Sa surprise fut grande de n’y pas trouver le passager qu’il avait quitté si mal en point, et le petit mot d’avertissement écrit par celui-ci ne la diminua pas. Quel motif si impérieux avait pu décider M. Jaeger à s’éloigner malgré son état de faiblesse ? Comment pouvait-il se faire qu’un bourgeois de Vienne eût des affaires si pressantes en rase campagne, loin de tout centre habité ? Il y avait là un problème dont les réflexions du pilote ne rendirent pas la solution plus prochaine.

Quelle qu’en fût la cause, l’absence de M. Jaeger avait, en tous cas, le grave inconvénient d’allonger encore un voyage déjà trop long.
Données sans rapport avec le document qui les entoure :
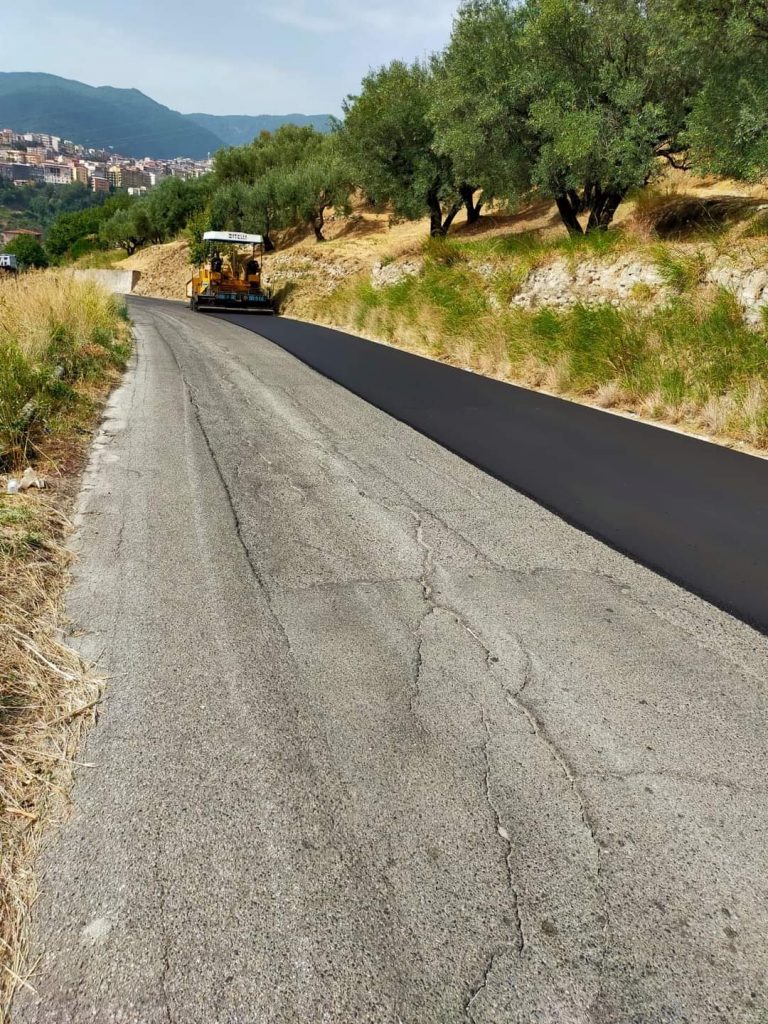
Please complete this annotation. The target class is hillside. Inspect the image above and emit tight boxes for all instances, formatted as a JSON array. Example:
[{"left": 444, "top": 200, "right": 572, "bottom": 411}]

Sans cet incident inattendu, la barge aurait vite gagné le milieu du fleuve, et, avant le soir, beaucoup de kilomètres eussent été ajoutés aux kilomètres laissés jusqu’ici dans son sillage.

La tentation était bien forte de tenir pour nulle et non avenue la prière de M. Jaeger, de pousser au large, et de continuer sans perdre une minute un voyage dont le but attirait Serge Ladko comme l’aimant attire le fer.

Le pilote se résigna pourtant à l’attente.